My Early 2D Stuff

Everybody has to start somewhere. Assembling the material for this page was like uncorking a time capsule. All of it was done on the original Amiga, the A1000, in 1986 and 1987, using Deluxe Paint, AmigaBASIC, and Workbench 1.1 and 1.2.

Color Cycling

Back when computer memories were measured in Ks rather than Ms or Gs, an economical way to produce animation was to cycle the color palette. The pixel data, an array of indexes into a color lookup table, doesn't change at all. The colors in the table are cycled to create the illusion of motion.

 

Program Driven

While playing around with random dissolves and animated effects, I wrote an AmigaBASIC program to create this frog. He appeared on the screen one random block at a time, then his eye and mouth sequences were played at random intervals. I used the Amiga's built-in text-to-speech facility to give him a good croak. The random feel is recreated here by making the frame rates of the parts relatively prime, but in the original, he could go for a long time without croaking, which gave the animation an element of suspense.

Yeah, I know

My wife thought he was cute. This, of course, is Unilever's fabric softener bear.

Antialiasing

Note the difference between the two small blue stars in the lower left. One exhibits aliasing, a jagged stairstep effect caused by undersampling. The edges of the other one have been blurred in a precise way that, while not eliminating the sampling error, spreads it around so that it's much less objectionable to the eye. I antialiased a number of my early images by hand, one pixel at a time. The antialiased drawing tools everyone now takes for granted didn't exist.

Cross Stitch

For a time, I experimented with using needlepoint and cross stitch patterns to paint images, sort of a digital paint-by-numbers. The patterns seemed ideal for this, since they were already laid out on a grid and used a relatively small palette. The results were often excellent, but they're unoriginal, of course, and the work is incredibly tedious, with none of the salutary meditative benefits of doing real needlepoint.
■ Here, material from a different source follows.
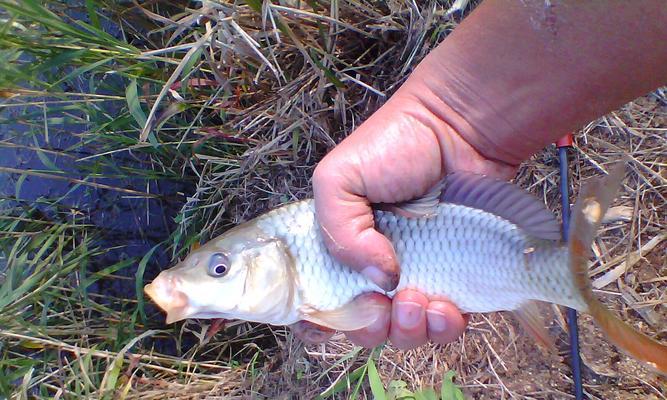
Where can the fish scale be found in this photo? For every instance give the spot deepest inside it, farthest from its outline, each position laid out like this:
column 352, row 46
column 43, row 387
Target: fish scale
column 477, row 260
I considered doing this in reverse, turning original digital images into needlepoint patterns, but I never actually tried it.

IBM PC XT

If you remember when every computer looked like this, you're at least as old as I am. Compared to current machines, the CPUs were thousands of times slower and the fixed drives nearly a million times smaller. Their 12-inch screens supported 16 colors, and their speakers supported sounds like beep and click. An XT cost $5000 in 1985 (more than $12,000 in today's dollars).
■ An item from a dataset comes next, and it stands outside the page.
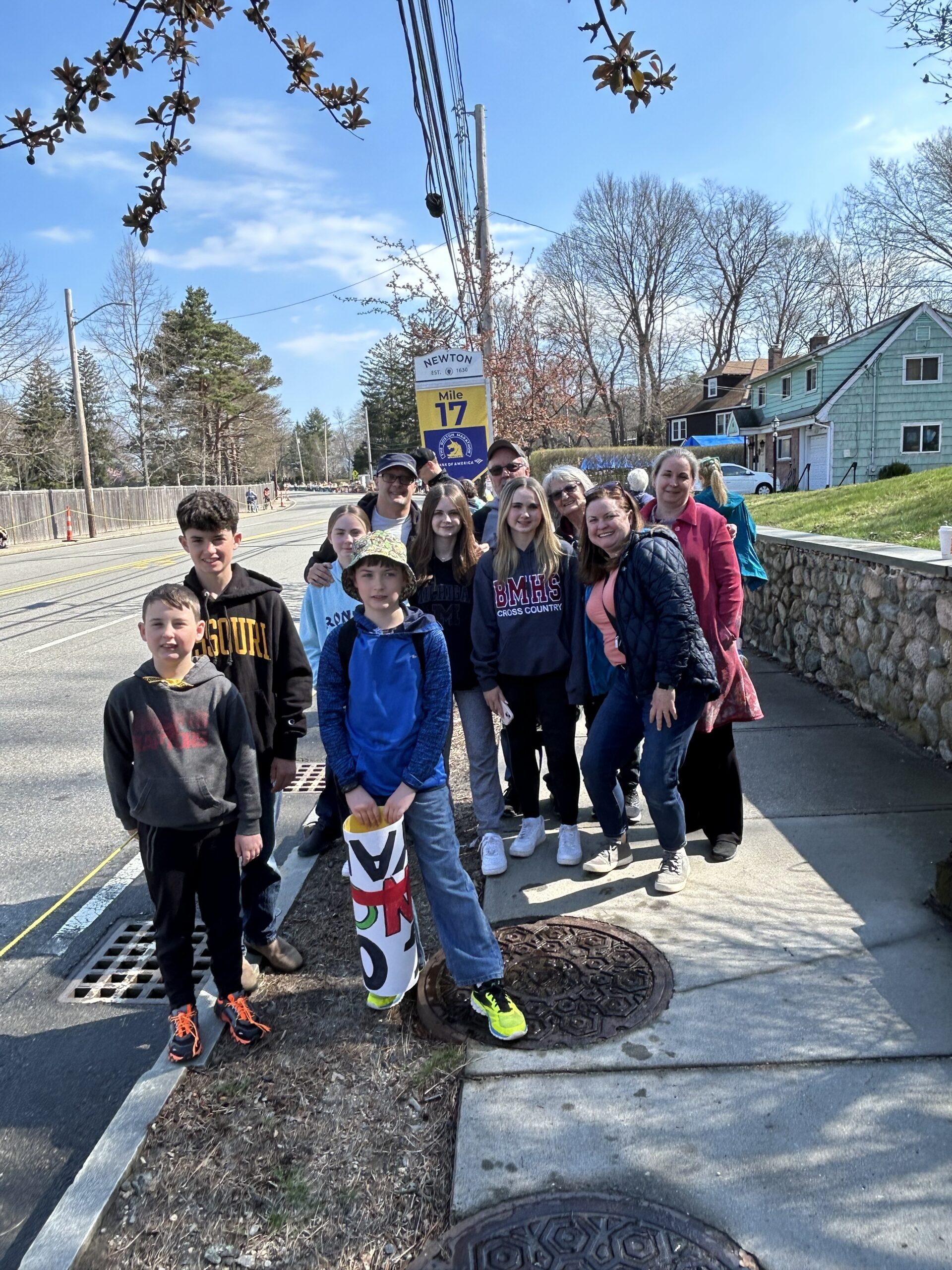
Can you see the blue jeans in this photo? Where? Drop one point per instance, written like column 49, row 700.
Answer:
column 470, row 947
column 616, row 731
column 261, row 878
I painted this for my father-in-law. CAAPS was a process simulation program he wrote for his chemical engineering students.

My Cylindrical Object Period

Hidden Grid

This image was based on a photograph. To get the proportions right, I transcribed the outlines using a grid technique sometimes taught to beginning art students. (Remarkably, there's now at least one company with a line of art products designed for this approach.)